Tarrant County College has developed an institute of faculty scholar/practitioners and provided a platform for conducting research and educating their colleagues about the results. Since 2014, this successful professional development program has provided participants with the opportunity to conduct research on teaching practices and student learning in the community college environment. This cohort-based program leverages a strong partnership with the Office of Institutional Research to design and implement a student success intervention in the classroom and study the results. Each cohort culminates in the presentation of findings to their peers at the annual Academics Day for all faculty. The studies are published in our college journal of research in education and are submitted to peer reviewed journals.

The attendees will benefit by:

• Learning Tarrant County College's approach to implementing a program which supports research among community college faculty.
• Discovering successes in sharing and promoting research-proven instructional strategies with faculty as exemplars.
• Cultivating methods to inspire and empower faculty to conduct research that is meaningful to them.
• Acquiring tips for developing key partnerships with Institutional Research, Chairs, Deans, and Public Relations.
• Gaining ideas to improve engagement in professional development offerings for faculty.

Using Compassionate Leadership to Improve Communication, Collaboration, Motivation, Effectiveness, and Loyalty

LOCATION - Tower Court C

Presented by: Audrey Reille, MBA, Ed.D., Executive Coach for Higher Ed.

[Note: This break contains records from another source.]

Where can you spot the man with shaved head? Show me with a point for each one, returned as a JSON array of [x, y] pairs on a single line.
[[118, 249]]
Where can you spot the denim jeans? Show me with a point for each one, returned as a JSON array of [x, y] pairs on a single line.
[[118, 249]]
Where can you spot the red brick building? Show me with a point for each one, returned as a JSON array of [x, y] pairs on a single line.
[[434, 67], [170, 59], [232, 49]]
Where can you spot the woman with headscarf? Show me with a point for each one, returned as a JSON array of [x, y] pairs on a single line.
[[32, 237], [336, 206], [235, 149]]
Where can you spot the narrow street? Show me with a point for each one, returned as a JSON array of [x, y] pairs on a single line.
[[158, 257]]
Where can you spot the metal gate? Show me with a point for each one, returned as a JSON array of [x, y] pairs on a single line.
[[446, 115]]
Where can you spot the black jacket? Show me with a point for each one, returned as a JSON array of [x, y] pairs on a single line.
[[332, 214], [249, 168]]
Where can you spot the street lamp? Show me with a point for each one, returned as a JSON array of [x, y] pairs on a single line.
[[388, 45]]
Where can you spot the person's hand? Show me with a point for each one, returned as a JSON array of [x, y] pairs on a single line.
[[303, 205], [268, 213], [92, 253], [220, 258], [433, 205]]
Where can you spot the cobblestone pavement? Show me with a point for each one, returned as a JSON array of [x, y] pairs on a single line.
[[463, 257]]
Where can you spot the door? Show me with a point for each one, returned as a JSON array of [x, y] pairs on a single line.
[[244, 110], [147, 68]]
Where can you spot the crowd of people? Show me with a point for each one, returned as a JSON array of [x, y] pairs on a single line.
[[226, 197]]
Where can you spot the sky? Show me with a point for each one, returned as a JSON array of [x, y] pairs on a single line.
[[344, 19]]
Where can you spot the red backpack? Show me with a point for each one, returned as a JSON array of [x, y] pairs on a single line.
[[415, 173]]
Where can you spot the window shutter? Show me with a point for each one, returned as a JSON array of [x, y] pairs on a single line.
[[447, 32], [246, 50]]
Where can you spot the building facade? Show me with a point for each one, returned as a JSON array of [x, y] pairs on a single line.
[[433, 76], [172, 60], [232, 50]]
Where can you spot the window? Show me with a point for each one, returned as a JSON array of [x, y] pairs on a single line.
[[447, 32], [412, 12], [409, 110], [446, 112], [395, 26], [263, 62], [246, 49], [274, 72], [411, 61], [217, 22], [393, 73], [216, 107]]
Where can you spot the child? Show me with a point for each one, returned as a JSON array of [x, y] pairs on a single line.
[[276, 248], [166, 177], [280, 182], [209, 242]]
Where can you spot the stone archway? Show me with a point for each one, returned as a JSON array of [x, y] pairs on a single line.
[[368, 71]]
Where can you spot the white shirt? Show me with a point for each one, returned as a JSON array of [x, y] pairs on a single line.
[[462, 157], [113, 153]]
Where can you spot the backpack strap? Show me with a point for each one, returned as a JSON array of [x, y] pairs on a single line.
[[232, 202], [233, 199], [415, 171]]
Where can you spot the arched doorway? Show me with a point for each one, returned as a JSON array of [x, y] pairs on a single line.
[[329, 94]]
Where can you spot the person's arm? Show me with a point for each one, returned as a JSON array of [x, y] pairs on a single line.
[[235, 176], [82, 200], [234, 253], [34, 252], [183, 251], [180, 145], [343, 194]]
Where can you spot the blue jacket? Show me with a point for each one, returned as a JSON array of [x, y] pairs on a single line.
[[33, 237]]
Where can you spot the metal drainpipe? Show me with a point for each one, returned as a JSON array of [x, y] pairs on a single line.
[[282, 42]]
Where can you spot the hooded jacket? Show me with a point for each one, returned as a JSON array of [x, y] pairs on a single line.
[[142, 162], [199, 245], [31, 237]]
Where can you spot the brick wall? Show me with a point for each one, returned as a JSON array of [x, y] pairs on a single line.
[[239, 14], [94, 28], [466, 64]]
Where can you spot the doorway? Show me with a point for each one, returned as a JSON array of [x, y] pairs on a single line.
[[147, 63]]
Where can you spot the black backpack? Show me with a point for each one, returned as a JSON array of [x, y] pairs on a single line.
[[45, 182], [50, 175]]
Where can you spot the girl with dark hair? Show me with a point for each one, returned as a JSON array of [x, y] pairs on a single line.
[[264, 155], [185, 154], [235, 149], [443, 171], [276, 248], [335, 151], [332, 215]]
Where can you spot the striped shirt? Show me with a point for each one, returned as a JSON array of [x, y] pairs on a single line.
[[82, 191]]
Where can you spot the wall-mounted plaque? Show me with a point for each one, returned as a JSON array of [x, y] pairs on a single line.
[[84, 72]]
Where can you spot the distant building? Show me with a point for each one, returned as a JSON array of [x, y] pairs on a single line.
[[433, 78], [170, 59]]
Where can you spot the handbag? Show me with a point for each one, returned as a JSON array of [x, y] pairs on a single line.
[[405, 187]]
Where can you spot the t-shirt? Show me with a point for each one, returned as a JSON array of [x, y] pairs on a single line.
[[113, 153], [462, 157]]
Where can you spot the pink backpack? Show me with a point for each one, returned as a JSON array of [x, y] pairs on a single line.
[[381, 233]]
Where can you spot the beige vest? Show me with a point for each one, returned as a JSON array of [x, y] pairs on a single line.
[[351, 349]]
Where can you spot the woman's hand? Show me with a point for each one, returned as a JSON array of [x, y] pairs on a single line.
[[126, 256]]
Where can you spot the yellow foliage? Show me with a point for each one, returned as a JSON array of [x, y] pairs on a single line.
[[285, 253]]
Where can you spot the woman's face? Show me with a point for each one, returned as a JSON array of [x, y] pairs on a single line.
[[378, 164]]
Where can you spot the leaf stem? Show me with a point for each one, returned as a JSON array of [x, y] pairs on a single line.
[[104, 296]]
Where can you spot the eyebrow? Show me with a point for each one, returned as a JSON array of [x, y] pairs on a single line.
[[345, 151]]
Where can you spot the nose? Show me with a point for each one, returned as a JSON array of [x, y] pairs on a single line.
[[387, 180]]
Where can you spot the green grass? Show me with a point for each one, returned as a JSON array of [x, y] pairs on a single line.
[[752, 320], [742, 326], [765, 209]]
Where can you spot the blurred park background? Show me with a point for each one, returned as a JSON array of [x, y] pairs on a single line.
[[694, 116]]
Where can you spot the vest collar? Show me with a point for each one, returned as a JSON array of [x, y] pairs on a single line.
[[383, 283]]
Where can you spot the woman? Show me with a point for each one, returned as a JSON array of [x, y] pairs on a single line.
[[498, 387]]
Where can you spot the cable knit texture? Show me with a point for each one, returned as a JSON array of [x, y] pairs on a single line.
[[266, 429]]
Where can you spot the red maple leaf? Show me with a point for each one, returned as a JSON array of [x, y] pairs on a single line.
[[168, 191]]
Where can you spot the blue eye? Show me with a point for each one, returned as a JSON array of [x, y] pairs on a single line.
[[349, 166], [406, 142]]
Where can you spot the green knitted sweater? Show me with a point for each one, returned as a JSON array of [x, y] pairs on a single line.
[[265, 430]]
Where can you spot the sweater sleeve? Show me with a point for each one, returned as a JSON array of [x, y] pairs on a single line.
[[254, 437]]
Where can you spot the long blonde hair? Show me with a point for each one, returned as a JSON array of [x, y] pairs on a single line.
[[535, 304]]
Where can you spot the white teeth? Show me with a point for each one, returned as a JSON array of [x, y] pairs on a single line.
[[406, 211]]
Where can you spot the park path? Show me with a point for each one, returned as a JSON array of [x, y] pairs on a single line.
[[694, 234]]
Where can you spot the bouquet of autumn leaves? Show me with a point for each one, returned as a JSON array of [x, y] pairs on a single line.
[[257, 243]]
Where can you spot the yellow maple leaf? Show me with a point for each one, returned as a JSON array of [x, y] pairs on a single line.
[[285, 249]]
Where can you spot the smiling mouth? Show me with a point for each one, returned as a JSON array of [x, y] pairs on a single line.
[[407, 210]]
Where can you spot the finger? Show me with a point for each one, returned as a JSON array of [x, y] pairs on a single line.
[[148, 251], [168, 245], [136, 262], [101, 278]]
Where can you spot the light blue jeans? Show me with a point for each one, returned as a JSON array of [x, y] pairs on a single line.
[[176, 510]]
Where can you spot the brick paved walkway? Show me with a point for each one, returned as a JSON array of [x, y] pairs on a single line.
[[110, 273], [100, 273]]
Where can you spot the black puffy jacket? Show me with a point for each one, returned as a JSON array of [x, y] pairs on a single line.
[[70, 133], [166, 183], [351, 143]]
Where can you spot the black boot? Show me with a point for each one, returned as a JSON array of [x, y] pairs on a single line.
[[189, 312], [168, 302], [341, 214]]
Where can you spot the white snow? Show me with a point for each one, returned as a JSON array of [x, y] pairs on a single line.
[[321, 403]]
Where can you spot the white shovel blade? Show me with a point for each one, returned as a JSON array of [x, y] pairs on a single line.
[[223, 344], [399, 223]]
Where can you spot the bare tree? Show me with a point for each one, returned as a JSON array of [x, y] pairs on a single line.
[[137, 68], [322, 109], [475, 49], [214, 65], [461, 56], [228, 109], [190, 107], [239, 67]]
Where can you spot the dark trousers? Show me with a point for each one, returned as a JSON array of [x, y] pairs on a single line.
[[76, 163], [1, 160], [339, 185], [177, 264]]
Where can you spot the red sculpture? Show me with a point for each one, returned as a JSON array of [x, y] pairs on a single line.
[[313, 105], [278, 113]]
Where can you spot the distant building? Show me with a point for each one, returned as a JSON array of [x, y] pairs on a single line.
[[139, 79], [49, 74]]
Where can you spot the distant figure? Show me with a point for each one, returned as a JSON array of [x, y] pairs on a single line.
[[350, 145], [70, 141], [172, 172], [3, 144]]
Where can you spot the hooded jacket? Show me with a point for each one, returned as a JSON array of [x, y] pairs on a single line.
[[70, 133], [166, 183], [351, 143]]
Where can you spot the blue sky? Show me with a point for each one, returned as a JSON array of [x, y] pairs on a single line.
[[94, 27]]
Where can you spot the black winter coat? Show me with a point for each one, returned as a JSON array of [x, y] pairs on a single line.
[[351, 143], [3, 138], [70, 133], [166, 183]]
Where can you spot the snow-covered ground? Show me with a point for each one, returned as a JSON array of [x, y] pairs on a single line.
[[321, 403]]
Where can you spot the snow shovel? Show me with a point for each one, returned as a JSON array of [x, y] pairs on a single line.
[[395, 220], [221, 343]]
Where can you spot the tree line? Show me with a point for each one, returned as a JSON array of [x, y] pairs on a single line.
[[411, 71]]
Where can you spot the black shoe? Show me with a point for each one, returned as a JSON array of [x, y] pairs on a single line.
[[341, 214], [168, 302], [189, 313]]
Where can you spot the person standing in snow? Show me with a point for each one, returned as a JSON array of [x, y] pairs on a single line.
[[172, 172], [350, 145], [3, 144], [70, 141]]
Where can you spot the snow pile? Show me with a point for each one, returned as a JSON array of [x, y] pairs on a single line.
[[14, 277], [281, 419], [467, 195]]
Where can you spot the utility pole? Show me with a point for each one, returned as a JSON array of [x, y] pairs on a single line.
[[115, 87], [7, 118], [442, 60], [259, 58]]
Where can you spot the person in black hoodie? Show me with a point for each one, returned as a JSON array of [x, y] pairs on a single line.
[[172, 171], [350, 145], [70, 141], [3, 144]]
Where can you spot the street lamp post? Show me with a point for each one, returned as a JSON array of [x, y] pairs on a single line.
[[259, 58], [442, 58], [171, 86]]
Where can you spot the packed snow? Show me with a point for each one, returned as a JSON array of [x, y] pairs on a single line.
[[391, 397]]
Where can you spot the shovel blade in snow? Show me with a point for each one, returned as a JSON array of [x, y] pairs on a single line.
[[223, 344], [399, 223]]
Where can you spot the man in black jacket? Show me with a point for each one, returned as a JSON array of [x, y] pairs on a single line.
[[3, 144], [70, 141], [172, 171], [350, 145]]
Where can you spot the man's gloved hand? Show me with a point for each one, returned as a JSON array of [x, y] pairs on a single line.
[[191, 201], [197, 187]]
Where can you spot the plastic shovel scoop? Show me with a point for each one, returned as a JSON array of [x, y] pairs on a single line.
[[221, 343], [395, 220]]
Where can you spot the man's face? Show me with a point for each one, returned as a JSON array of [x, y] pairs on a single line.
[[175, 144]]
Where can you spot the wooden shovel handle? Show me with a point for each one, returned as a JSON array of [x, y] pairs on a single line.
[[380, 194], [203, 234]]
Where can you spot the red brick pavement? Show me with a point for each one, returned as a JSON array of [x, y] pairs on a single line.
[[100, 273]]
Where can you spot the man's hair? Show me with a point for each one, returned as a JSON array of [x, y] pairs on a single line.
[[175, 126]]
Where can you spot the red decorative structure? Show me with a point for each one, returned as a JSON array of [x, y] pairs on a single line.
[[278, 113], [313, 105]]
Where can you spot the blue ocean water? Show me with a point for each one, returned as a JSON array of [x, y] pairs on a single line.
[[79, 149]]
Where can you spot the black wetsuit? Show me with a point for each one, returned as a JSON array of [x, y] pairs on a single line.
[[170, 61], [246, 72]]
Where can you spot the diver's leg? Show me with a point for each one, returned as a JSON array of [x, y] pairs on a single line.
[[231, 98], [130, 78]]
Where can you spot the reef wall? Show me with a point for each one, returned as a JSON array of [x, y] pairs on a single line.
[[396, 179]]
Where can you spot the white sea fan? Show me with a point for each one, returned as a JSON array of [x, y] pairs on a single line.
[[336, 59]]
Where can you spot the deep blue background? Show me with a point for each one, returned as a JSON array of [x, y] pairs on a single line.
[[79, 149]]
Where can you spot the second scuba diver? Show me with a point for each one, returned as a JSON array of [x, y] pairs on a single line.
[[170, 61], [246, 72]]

Most interpersonal challenges in the workplace stem from people’s inability to understand the situation from the other person’s perspective. Typically, employees, faculty, or managers believe that their point of view is the right one. Their attachment to being right and convincing others prevents them from solving problems. They make other people wrong instead of listening with care and a genuine desire to understand. Embracing compassionate leadership is a powerful way to reduce conflict, make better informed decisions, improve collaboration, foster teamwork and loyalty, improve morale, and achieve a higher level of excellence. Developing compassion and understanding may be challenging for people who have dramatically different backgrounds, experiences, fears, needs, or values. Attendees will discover how to quickly identify other people’s needs and how to make them feel understood and appreciated. They will become more influential and empower their teams to perform at a higher level.

The attendees will benefit by:

  • • Understanding how people’s needs shape their work performance.
  • • Learning how to meet people’s needs to inspire them to do their best.
  • • Becoming more comfortable being authentic and transparent.
  • • Improving employee engagement and performance.
• Reducing tension, fears, stress, and conflict on campus.